Saturday, December 20, 2008
Geared Up To Drive Down
Anti-unionization, deregulation, and increased outsourcing are all hallmarks of contemporary conservatism. So, at least we know who to thank for our current situation. But that's the unspoken message of conservative economic philosophy in a globalized economy: the only way Americans can "compete in a global economy" as envisioned and delivered by conservatism is to accept a lower standard of living. As low as the market demands. How low? Read up on working and living standards in just about any country you can find on any label on just about anything in your own house.Read the whole article, but the general theory is extremely sound.
Conservatives think that you are making too much money, and they are not. They see America as a country full of stupid, hungry locusts, but locusts necessary to provide the wealthiest their vast resources. In a republic such as ours, these masses still get some power. The conservative way to solve this dilemma is to destroy the infrastructure of upward mobility to keep the masses from using it.
Health care, college, even free time to explore our world: this is what conservatives must put out of our reach in order to maintain the yoke around us, and unionized labor represents the most direct and powerful method of fighting back. When the people take power through collective bargaining, they take power in other ways.
That's the real reason why unions must be destroyed in America. The dismal economic situation makes it all the more necessary and urgent to the powers that be. In the last eight years the American middle class has all but been destroyed. The GOP seeks to finish the job. More than anything else, that's the thing to remember.
Gentlemen, Behold! It Is Science!
President-elect Barack Obama on Saturday signaled climate change and genetic research will be among his top priorities when he takes office as he named White House science and technology advisers.I may talk about my problems with Obama on foreign policy and some of his advisory and cabinet choices, but in the end it's this that gives me hope that we have a chance to turn things around on this rock.

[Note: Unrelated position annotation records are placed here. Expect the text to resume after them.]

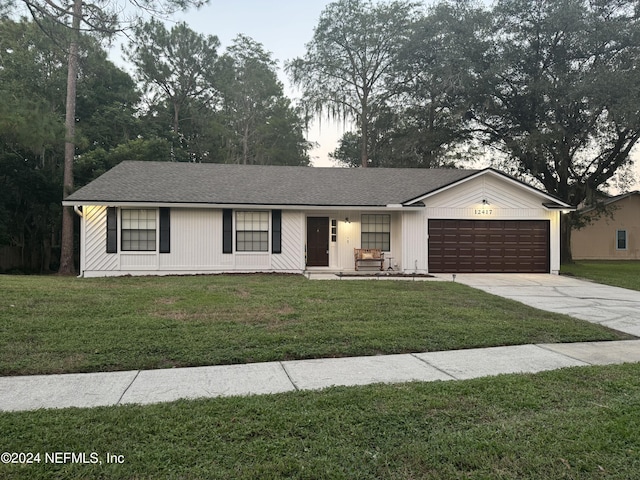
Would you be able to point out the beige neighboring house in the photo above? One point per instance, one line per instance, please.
(614, 236)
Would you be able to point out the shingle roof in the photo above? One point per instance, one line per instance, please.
(169, 182)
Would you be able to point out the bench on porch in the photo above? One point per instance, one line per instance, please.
(368, 255)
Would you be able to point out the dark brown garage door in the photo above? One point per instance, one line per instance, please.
(488, 246)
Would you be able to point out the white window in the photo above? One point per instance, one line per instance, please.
(376, 232)
(252, 231)
(139, 230)
(621, 240)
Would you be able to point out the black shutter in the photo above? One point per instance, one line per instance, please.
(112, 230)
(276, 231)
(165, 230)
(227, 230)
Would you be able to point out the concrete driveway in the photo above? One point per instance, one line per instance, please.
(614, 307)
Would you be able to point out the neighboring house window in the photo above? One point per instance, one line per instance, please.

"Today, more than ever before, science holds the key to our survival as a planet and our security and prosperity as a nation," Obama said in a weekly radio and video address.
"It's time we once again put science at the top of our agenda and worked to restore America's place as the world leader in science and technology."

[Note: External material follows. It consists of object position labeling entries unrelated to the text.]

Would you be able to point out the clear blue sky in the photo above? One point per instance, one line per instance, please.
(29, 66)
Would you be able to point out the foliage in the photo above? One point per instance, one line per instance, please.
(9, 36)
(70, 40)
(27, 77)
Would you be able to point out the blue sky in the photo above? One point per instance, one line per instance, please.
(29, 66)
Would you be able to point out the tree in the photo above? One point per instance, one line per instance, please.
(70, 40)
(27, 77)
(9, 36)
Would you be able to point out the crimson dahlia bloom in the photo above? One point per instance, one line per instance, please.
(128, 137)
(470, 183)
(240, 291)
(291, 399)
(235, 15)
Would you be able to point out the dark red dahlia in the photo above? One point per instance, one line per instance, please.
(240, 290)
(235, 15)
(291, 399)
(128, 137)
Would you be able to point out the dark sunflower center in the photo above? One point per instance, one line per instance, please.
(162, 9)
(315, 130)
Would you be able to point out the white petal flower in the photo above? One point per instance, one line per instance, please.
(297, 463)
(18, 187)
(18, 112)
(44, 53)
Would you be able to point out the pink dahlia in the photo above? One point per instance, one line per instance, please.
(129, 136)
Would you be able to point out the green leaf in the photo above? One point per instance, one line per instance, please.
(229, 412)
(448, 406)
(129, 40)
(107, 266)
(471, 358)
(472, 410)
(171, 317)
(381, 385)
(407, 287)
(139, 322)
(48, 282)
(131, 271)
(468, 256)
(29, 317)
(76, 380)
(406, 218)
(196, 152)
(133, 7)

Obama's comments were a clear reference to President George W. Bush's administration which has been accused of downplaying scientific findings on climate change and genetic research.
Signaling a break with Bush's policies on global warming, Obama named John Holdren, an award-winning environmental policy professor at Harvard University, to head the Office of Science and Technology Policy and co-chair the president's Council of Advisors on Science and Technology.

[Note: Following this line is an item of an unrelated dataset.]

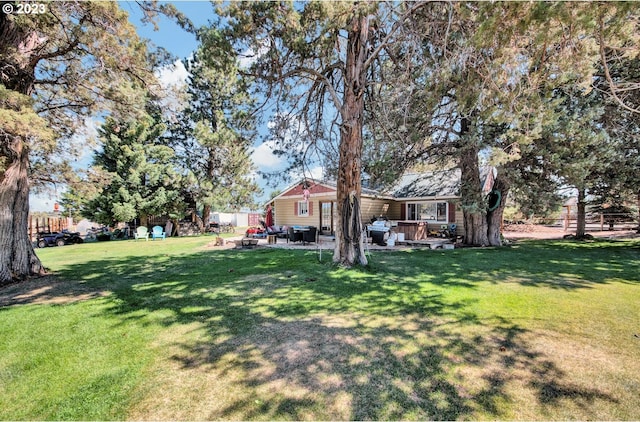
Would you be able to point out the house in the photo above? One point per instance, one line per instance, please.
(416, 203)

Obama called Holdren "one of the most passionate and persistent voices of our time about the growing threat of climate change".
Holdren, 64, led the Pugwash Conferences on Science and World Affairs, an international group of prominent scientists that won the Nobel Peace Prize in 1995. He won a MacArthur Foundation "genius award" in 1981 for his arms control work, and a number of environmental science awards.
Holdren, a Washington Beltway insider, served as former president Bill Clinton's science and technology adviser in the 1990s.
Imagine what a McCain/Palin administation would have continued to do to science.